The 82-minute animated cartoon The Wonderful World of Puss 'n Boots (Japanese: 長靴をはいた猫; Nagagatsu o Haita Neko), made by Toei Animation and directed by Kimio Yabuki, was released theatrically in Japan in 1969. A dubbed English version of the film was released on home video in the United States in 1980. The story is expanded upon with the introduction of more anthropomorphic animals and swashbuckling adventures in the style of Alexandre Dumas' The Three Musketeers. The movie's titular cat, named Pero after Charles Perrault, became very popular in Japan and now appears on the Toei Animation logo. The film was adapted as a comic strip which appeared in Sunday editions of the newspapers Chunichi Shimbun and Tokyo Shimbun in 1969. The collected comic strips were published as a book in 1984. Sequels to the film were released in Japan in 1972 and 1976. In the second film, Pero travels to the American Wild West. The plot of the third film is loosely based on Jules Verne's Around the World in Eighty Days. The third film in the series spawned two video games, the first of which was released in Japan only in 1986 and the second of which was released internationally in 1990.

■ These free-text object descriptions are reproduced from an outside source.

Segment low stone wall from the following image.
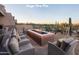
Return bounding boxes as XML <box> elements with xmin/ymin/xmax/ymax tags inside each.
<box><xmin>27</xmin><ymin>30</ymin><xmax>55</xmax><ymax>46</ymax></box>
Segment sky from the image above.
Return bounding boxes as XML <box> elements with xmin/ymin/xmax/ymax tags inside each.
<box><xmin>4</xmin><ymin>4</ymin><xmax>79</xmax><ymax>24</ymax></box>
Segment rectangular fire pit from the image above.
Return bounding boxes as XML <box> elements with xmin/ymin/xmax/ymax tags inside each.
<box><xmin>27</xmin><ymin>29</ymin><xmax>55</xmax><ymax>46</ymax></box>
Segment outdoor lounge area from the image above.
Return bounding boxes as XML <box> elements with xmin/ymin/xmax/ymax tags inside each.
<box><xmin>0</xmin><ymin>27</ymin><xmax>79</xmax><ymax>55</ymax></box>
<box><xmin>1</xmin><ymin>4</ymin><xmax>79</xmax><ymax>55</ymax></box>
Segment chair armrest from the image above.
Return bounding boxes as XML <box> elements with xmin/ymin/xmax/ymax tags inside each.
<box><xmin>48</xmin><ymin>41</ymin><xmax>65</xmax><ymax>55</ymax></box>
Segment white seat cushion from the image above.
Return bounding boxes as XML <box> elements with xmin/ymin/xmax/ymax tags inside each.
<box><xmin>9</xmin><ymin>37</ymin><xmax>19</xmax><ymax>54</ymax></box>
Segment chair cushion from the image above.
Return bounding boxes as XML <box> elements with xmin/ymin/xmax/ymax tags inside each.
<box><xmin>9</xmin><ymin>37</ymin><xmax>19</xmax><ymax>54</ymax></box>
<box><xmin>66</xmin><ymin>40</ymin><xmax>79</xmax><ymax>55</ymax></box>
<box><xmin>12</xmin><ymin>29</ymin><xmax>21</xmax><ymax>41</ymax></box>
<box><xmin>60</xmin><ymin>41</ymin><xmax>69</xmax><ymax>51</ymax></box>
<box><xmin>74</xmin><ymin>41</ymin><xmax>79</xmax><ymax>55</ymax></box>
<box><xmin>19</xmin><ymin>43</ymin><xmax>33</xmax><ymax>51</ymax></box>
<box><xmin>19</xmin><ymin>39</ymin><xmax>30</xmax><ymax>47</ymax></box>
<box><xmin>56</xmin><ymin>40</ymin><xmax>61</xmax><ymax>47</ymax></box>
<box><xmin>59</xmin><ymin>37</ymin><xmax>74</xmax><ymax>51</ymax></box>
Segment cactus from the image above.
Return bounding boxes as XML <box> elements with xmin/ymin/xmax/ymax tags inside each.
<box><xmin>69</xmin><ymin>17</ymin><xmax>72</xmax><ymax>36</ymax></box>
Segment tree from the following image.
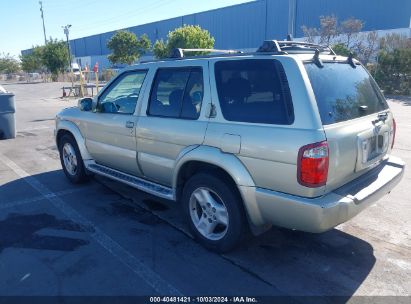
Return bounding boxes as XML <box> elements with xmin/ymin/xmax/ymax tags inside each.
<box><xmin>318</xmin><ymin>15</ymin><xmax>339</xmax><ymax>45</ymax></box>
<box><xmin>20</xmin><ymin>46</ymin><xmax>44</xmax><ymax>73</ymax></box>
<box><xmin>302</xmin><ymin>15</ymin><xmax>363</xmax><ymax>47</ymax></box>
<box><xmin>138</xmin><ymin>34</ymin><xmax>151</xmax><ymax>54</ymax></box>
<box><xmin>301</xmin><ymin>26</ymin><xmax>319</xmax><ymax>43</ymax></box>
<box><xmin>107</xmin><ymin>31</ymin><xmax>151</xmax><ymax>65</ymax></box>
<box><xmin>340</xmin><ymin>17</ymin><xmax>363</xmax><ymax>47</ymax></box>
<box><xmin>379</xmin><ymin>33</ymin><xmax>411</xmax><ymax>53</ymax></box>
<box><xmin>302</xmin><ymin>15</ymin><xmax>376</xmax><ymax>64</ymax></box>
<box><xmin>153</xmin><ymin>25</ymin><xmax>215</xmax><ymax>59</ymax></box>
<box><xmin>374</xmin><ymin>43</ymin><xmax>411</xmax><ymax>95</ymax></box>
<box><xmin>0</xmin><ymin>53</ymin><xmax>20</xmax><ymax>74</ymax></box>
<box><xmin>375</xmin><ymin>48</ymin><xmax>411</xmax><ymax>95</ymax></box>
<box><xmin>354</xmin><ymin>31</ymin><xmax>379</xmax><ymax>64</ymax></box>
<box><xmin>153</xmin><ymin>39</ymin><xmax>168</xmax><ymax>59</ymax></box>
<box><xmin>41</xmin><ymin>38</ymin><xmax>69</xmax><ymax>81</ymax></box>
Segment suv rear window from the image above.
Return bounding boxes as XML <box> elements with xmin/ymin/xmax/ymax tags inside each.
<box><xmin>215</xmin><ymin>59</ymin><xmax>294</xmax><ymax>124</ymax></box>
<box><xmin>305</xmin><ymin>63</ymin><xmax>388</xmax><ymax>125</ymax></box>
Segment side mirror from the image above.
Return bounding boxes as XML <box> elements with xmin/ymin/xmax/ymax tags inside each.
<box><xmin>78</xmin><ymin>97</ymin><xmax>93</xmax><ymax>111</ymax></box>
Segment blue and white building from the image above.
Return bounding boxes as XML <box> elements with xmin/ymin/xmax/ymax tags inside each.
<box><xmin>22</xmin><ymin>0</ymin><xmax>411</xmax><ymax>68</ymax></box>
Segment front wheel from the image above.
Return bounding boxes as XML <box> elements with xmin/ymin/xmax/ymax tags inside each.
<box><xmin>58</xmin><ymin>134</ymin><xmax>89</xmax><ymax>184</ymax></box>
<box><xmin>182</xmin><ymin>173</ymin><xmax>246</xmax><ymax>253</ymax></box>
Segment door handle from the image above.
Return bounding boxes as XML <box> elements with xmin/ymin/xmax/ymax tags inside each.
<box><xmin>125</xmin><ymin>121</ymin><xmax>134</xmax><ymax>128</ymax></box>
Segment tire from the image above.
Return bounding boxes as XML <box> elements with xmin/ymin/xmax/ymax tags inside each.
<box><xmin>182</xmin><ymin>172</ymin><xmax>246</xmax><ymax>253</ymax></box>
<box><xmin>58</xmin><ymin>134</ymin><xmax>89</xmax><ymax>184</ymax></box>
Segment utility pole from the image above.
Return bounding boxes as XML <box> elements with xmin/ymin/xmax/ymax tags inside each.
<box><xmin>39</xmin><ymin>1</ymin><xmax>47</xmax><ymax>44</ymax></box>
<box><xmin>288</xmin><ymin>0</ymin><xmax>297</xmax><ymax>38</ymax></box>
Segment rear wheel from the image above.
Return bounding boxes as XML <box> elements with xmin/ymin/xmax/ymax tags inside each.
<box><xmin>182</xmin><ymin>173</ymin><xmax>246</xmax><ymax>252</ymax></box>
<box><xmin>58</xmin><ymin>134</ymin><xmax>89</xmax><ymax>183</ymax></box>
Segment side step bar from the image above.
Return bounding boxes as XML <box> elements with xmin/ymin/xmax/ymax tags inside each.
<box><xmin>86</xmin><ymin>163</ymin><xmax>174</xmax><ymax>200</ymax></box>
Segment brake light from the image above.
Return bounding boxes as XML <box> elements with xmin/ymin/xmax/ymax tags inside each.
<box><xmin>297</xmin><ymin>141</ymin><xmax>329</xmax><ymax>187</ymax></box>
<box><xmin>391</xmin><ymin>119</ymin><xmax>396</xmax><ymax>149</ymax></box>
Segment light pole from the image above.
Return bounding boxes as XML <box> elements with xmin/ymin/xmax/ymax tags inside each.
<box><xmin>62</xmin><ymin>24</ymin><xmax>72</xmax><ymax>67</ymax></box>
<box><xmin>62</xmin><ymin>25</ymin><xmax>74</xmax><ymax>91</ymax></box>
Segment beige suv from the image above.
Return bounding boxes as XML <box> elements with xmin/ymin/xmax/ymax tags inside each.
<box><xmin>55</xmin><ymin>40</ymin><xmax>405</xmax><ymax>252</ymax></box>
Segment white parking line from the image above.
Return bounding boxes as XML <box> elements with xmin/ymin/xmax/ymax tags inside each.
<box><xmin>0</xmin><ymin>153</ymin><xmax>182</xmax><ymax>296</ymax></box>
<box><xmin>0</xmin><ymin>188</ymin><xmax>87</xmax><ymax>210</ymax></box>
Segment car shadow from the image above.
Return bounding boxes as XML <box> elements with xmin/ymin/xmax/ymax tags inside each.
<box><xmin>0</xmin><ymin>170</ymin><xmax>376</xmax><ymax>297</ymax></box>
<box><xmin>230</xmin><ymin>226</ymin><xmax>376</xmax><ymax>298</ymax></box>
<box><xmin>96</xmin><ymin>176</ymin><xmax>376</xmax><ymax>298</ymax></box>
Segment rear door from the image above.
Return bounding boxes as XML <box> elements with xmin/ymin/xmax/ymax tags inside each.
<box><xmin>135</xmin><ymin>62</ymin><xmax>210</xmax><ymax>186</ymax></box>
<box><xmin>305</xmin><ymin>62</ymin><xmax>394</xmax><ymax>192</ymax></box>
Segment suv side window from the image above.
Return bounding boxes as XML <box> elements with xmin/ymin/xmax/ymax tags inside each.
<box><xmin>215</xmin><ymin>59</ymin><xmax>294</xmax><ymax>124</ymax></box>
<box><xmin>98</xmin><ymin>70</ymin><xmax>147</xmax><ymax>114</ymax></box>
<box><xmin>148</xmin><ymin>67</ymin><xmax>203</xmax><ymax>119</ymax></box>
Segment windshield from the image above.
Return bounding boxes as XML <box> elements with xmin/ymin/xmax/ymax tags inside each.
<box><xmin>305</xmin><ymin>62</ymin><xmax>388</xmax><ymax>125</ymax></box>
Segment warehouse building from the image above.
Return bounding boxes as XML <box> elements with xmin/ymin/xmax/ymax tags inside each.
<box><xmin>22</xmin><ymin>0</ymin><xmax>411</xmax><ymax>68</ymax></box>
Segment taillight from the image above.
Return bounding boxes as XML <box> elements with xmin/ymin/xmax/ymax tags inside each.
<box><xmin>297</xmin><ymin>141</ymin><xmax>329</xmax><ymax>187</ymax></box>
<box><xmin>391</xmin><ymin>119</ymin><xmax>396</xmax><ymax>149</ymax></box>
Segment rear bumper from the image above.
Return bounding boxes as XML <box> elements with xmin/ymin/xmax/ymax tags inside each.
<box><xmin>241</xmin><ymin>155</ymin><xmax>405</xmax><ymax>233</ymax></box>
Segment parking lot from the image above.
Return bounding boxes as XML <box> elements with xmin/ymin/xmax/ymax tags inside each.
<box><xmin>0</xmin><ymin>81</ymin><xmax>410</xmax><ymax>299</ymax></box>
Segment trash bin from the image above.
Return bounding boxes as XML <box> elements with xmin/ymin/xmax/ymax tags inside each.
<box><xmin>0</xmin><ymin>92</ymin><xmax>16</xmax><ymax>140</ymax></box>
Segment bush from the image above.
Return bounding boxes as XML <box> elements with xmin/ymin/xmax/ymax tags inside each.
<box><xmin>332</xmin><ymin>43</ymin><xmax>352</xmax><ymax>57</ymax></box>
<box><xmin>374</xmin><ymin>48</ymin><xmax>411</xmax><ymax>95</ymax></box>
<box><xmin>153</xmin><ymin>25</ymin><xmax>215</xmax><ymax>59</ymax></box>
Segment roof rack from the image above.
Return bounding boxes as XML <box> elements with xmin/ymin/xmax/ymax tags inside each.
<box><xmin>257</xmin><ymin>40</ymin><xmax>336</xmax><ymax>55</ymax></box>
<box><xmin>152</xmin><ymin>38</ymin><xmax>336</xmax><ymax>61</ymax></box>
<box><xmin>170</xmin><ymin>48</ymin><xmax>243</xmax><ymax>58</ymax></box>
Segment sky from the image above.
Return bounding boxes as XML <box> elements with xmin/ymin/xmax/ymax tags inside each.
<box><xmin>0</xmin><ymin>0</ymin><xmax>253</xmax><ymax>58</ymax></box>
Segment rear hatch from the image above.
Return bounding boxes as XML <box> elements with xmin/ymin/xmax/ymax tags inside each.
<box><xmin>305</xmin><ymin>61</ymin><xmax>395</xmax><ymax>193</ymax></box>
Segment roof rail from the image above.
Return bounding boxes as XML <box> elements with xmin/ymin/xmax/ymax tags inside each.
<box><xmin>170</xmin><ymin>48</ymin><xmax>242</xmax><ymax>58</ymax></box>
<box><xmin>257</xmin><ymin>40</ymin><xmax>336</xmax><ymax>55</ymax></box>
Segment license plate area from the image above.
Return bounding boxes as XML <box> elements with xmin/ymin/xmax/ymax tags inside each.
<box><xmin>362</xmin><ymin>133</ymin><xmax>388</xmax><ymax>163</ymax></box>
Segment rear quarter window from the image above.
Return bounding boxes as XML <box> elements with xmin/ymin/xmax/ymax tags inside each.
<box><xmin>305</xmin><ymin>63</ymin><xmax>388</xmax><ymax>125</ymax></box>
<box><xmin>214</xmin><ymin>59</ymin><xmax>294</xmax><ymax>125</ymax></box>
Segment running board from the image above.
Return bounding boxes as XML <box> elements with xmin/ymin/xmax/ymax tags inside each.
<box><xmin>86</xmin><ymin>163</ymin><xmax>174</xmax><ymax>200</ymax></box>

Puss in Boots, 2011, Australia-2

A performer dressed as the title character from the animated film Puss in Boots appears at the movie's Australian premiere in Sydney in 2011.

A live-action Mexican color film based on "Puss in Boots", starring dwarf actor Santarón as the cat, was released in 1961. An American live-action adaptation of the story was made as part of the Cannon Movie Tales series and released direct-to-video in 1988. In the adaptation, Puss takes on human form thanks to a pair of magic boots. It stars Christopher Walken as the human version of Puss and Jason Connery as his young master. The sixth episode of the fourth season of the American TV series Faery Tale Theater is a live-action adaptation of "Puss in Boots". The episode, which stars Ben Vereen as Puss and Gregory Hines as his young master, first aired on Showtime on September 9, 1985.

The DreamWorks Animation version of the character Puss in Boots (voiced by the Spanish-born actor Antonio Banderas) was created for the 2004 computer animated film Shrek 2. The character also appears in the sequels Shrek the Third (2007) and Shrek Forever After (2010), the Christmas TV special Shrek the Halls (which first aired on ABC on November 28, 2007) and the Halloween TV special Scared Shrekless (which first aired on NBC on October 28, 2010). The character was popular enough to be made the star of his own animated film Puss in Boots (the plot of which is unrelated to Charles Perrault's fairy tale), which was released in 2011. The 2011 film spawned two video games and a 13-minute sequel Puss in Boots: The Three Diablos, which was released in 2012 as a DVD bonus feature. A spin-off animated TV series, The Adventures of Puss in Boots, premiered on Netflix on January 16, 2015. A feature-length sequel to the 2011 film is reportedly in development.

See also

Footnotes

  1. The fairy tale is now normally referred to in Italian as Il gatto con gli stivoli (literally: "The Cat with the Boots"). The earliest known versions of the "Puss in Boots" story are Giovanni Francesco Straparola's "Constantino Fortunato" (literally: "Lucky Constantino") and Gianbattista Basile's "Cagliuso", which is also known as "Gagliuso" or "Pippo".
  2. In the original French version of Perrault's story, the unnamed cat is occasionally referred to as le Maître chat ("the Master Cat")
  3. Although the cat makes a point of asking for a pair of boots, they do not help the cat to carry out his task in any way and are only briefly referred to later on in the story.
  4. Neither moral really fits the story as Perrault presents it. The miller's son does not become rich as a result of his hard work and knowledge. His fortune is made by the cat and entirely by means of deception. Furthermore, although the princess finds the miller's son handsome, she also believes him to be a wealthy landowner.